En réalité, le chef terroriste à la dérive ne jouait plus de rôle majeur au sein de la nébuleuse jihadiste du Sahel, reprise en main par des chefs du cru. Ses troupes ont été décimées par les ratissages successifs de l’armée algérienne en Kabylie, dans les massifs de Jijel et de Tebessa, à la frontière tunisienne, ses anciens fiefs.
En 2018, il a perdu un de ses plus proches compagnons et dernier lieutenant, Djamal Okacha, tué par l’armée, alors que nombre d’autres ont soit péri dans des embuscades, ou se sont discrètement rendus aux autorités, parfois par familles entières, après avoir perdu tout espoir de se remettre à flot.
Certains de ses lieutenants lui reprochaient son caractère autoritaire et son immobilisme. Il ne semblait plus avoir d’autres perspectives à présenter aux fidèles qui lui restaient, que le refus obstiné de toute négociation avec les autorités, qui n’étaient d’ailleurs plus demanderesses. Elles attendaient qu’il tombe dans leur filet aux mailles de plus en plus serrées autour de ses fiefs.
L’homme de la situation au Sahel, notamment au Mali, est désormais le Touareg Iyad Ag Ghali, 62 ans, chef de la coalition jihadiste de Jamaât Nousrat El-Islam Wal Mouslimine (JNIM – Groupe de soutien à l’islam et aux musulmans). Aguerri aux côtés du Libyen Mouammar Kadhafi, considéré comme «l’ennemi N° 1» de la France, traqué par les Etats-Unis, il serait en négociations à éclipses avec les autorités de Bamako pour mettre fin aux combats, après s’être débarrassé de la tutelle d’Al Qaïda et de son chef présumé, en perte de vitesse, Abdelmalek Droukdel.
JNIM est actuellement l’organisation la plus puissante de la région, en rivalité avec deux entités mineures : l’Organisation de l’Etat islamique dans le Grand-Sahara, dirigée par un certain Adnane Abou Al-Walid Al-Sahraoui, affilié à Daech (Etat Islamique), et une autre de constitution récente, à l’occasion d’une énième dissidence, s’appelant Jound El-Khilafa au Mali (Les soldats du califat au Mali). Leur ascension a marqué le passage du jihadisme, devenu un phénomène local, entre les mains des autochtones. Un tournant.
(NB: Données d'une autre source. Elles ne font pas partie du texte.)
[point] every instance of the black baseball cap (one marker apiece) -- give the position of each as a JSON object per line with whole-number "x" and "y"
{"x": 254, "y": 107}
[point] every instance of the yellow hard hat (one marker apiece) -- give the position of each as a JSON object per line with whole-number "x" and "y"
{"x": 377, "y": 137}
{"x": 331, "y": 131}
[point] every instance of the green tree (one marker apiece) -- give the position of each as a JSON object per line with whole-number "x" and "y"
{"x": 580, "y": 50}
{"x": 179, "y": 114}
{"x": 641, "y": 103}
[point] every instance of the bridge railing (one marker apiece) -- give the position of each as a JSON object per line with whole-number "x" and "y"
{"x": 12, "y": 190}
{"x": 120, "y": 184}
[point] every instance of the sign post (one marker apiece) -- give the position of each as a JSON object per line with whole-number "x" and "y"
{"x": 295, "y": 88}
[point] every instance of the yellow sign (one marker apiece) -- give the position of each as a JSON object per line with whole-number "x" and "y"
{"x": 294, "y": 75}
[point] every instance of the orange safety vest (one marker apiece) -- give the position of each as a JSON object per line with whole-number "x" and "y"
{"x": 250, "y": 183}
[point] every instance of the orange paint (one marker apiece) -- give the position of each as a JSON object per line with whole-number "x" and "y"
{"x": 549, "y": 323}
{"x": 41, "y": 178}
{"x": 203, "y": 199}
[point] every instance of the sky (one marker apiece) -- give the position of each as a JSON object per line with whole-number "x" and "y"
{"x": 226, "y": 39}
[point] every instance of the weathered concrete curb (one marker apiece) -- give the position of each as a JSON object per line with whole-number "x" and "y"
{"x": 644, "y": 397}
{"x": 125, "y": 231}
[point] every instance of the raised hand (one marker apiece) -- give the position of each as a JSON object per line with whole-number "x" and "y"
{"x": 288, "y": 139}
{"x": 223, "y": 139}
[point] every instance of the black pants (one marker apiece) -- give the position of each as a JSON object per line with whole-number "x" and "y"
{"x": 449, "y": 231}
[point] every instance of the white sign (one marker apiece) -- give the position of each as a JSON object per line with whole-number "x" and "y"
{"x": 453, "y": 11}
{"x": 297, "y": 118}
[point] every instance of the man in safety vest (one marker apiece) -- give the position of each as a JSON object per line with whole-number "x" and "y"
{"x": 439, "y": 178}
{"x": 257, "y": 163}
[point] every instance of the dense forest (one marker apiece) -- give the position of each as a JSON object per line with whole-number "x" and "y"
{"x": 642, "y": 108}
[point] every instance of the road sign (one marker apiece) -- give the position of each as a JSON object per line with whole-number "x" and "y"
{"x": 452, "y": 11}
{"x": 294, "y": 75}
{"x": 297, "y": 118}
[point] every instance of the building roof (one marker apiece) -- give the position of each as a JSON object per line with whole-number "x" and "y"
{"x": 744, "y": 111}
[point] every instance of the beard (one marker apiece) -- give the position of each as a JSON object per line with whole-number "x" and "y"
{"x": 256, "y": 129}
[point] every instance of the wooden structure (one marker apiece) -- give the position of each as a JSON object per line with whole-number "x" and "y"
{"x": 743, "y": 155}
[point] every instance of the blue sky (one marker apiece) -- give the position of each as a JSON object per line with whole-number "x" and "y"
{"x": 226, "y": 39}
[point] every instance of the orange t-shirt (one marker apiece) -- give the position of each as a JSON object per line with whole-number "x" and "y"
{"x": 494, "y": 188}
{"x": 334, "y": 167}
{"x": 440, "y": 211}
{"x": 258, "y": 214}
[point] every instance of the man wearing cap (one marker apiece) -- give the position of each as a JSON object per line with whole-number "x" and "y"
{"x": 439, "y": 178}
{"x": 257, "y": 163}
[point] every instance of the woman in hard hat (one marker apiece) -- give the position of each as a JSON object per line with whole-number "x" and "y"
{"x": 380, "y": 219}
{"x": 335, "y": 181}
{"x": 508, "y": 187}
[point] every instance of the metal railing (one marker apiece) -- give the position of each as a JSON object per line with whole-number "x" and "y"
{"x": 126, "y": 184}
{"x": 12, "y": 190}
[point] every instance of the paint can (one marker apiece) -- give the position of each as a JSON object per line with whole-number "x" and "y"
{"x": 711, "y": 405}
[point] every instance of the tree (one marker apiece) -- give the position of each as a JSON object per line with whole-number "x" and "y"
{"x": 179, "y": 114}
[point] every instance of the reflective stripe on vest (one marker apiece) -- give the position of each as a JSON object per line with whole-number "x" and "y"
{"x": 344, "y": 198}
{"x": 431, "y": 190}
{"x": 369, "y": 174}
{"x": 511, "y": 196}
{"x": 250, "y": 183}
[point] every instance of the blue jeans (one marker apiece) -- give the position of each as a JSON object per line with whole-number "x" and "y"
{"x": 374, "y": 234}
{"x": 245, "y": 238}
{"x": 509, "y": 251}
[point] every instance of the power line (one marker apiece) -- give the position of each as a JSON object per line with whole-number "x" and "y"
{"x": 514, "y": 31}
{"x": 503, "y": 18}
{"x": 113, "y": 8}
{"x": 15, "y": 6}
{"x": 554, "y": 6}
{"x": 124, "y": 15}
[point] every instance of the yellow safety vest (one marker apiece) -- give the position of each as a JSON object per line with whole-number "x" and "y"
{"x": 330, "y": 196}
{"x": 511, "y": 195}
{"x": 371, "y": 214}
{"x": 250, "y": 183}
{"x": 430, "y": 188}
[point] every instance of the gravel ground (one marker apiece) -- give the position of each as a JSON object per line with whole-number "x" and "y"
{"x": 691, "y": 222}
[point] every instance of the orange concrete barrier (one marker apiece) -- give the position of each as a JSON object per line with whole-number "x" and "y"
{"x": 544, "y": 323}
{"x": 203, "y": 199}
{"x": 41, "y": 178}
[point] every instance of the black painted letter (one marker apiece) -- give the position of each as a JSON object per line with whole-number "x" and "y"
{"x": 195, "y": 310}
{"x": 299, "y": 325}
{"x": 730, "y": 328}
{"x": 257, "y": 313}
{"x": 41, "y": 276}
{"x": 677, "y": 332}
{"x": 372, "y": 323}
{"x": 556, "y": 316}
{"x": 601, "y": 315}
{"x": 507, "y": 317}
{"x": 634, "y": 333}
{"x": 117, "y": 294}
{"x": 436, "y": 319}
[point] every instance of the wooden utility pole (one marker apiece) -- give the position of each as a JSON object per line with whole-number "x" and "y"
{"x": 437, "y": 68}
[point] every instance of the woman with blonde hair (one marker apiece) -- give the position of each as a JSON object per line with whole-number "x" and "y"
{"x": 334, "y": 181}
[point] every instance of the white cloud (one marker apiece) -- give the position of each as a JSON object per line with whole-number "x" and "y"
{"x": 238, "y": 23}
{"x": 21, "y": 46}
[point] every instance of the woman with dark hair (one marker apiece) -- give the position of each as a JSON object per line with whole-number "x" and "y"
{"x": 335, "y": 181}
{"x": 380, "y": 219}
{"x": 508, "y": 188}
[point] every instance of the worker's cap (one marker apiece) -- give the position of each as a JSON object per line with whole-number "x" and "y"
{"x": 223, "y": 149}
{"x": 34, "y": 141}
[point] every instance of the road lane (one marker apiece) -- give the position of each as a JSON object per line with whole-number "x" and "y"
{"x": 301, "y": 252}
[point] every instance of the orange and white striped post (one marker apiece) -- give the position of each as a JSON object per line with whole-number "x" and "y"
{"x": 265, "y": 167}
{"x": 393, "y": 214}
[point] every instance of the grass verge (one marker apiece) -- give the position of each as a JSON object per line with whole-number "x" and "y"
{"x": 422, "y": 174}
Abdelmalek Droukdel : la fin un chef ambitieux et cruel
Né en 1971 à Zayane, un quartier pauvre de Meftah, une localité déshéritée de la grande banlieue d’Alger, Abdelmalek Droukdel apparaît comme le dernier des chefs islamistes coopté à l’extérieur de la région sahélienne, mandaté ou pas par Al Qaïda. Après des études en chimie à Blida (ouest d’Alger), il rejoint en 1993 les Groupes islamiques armés (GIA), où il est engagé en tant qu’expert en explosifs. Son mentor politique et militaire était le Jordanien Abou Moussaab Al-Zarkaoui, auteur de multiples attentats-suicides en Irak, tué dans un raid de l’armée américaine en 2006.
Visage rond dévoré par une barbe abondante surmontée d’épais sourcils, forte personnalité, bon orateur et chef charismatique, selon ses lieutenants, il aspirait à jouer le rôle de Guide suprême au Nord Mali, une région entrée en dissidence depuis plusieurs années, avec pour viatique une mixture d’islam politique et de nationalisme arabe. Ambitieux et cruel, sa main n’a jamais tremblé lorsqu’il s’agissait de liquider un rival. On compte à son sinistre palmarès l’attentat à l’explosif contre le Palais du gouvernement au centre d’Alger, en avril 2007 (12 morts, 87 blessés), celui du siège du Haut commissariat de l’ONU aux réfugiés dans le quartier résidentiel ultra-sécurisé de Hydra, en décembre 2007 (37 morts, 177 blessés), et celui de Lakhdaria, à 50 km d’Alger, perpétré en juin 2008, contre le chantier d’un groupe français de travaux publics. Il est condamné en Algérie à la peine capitale par contumace.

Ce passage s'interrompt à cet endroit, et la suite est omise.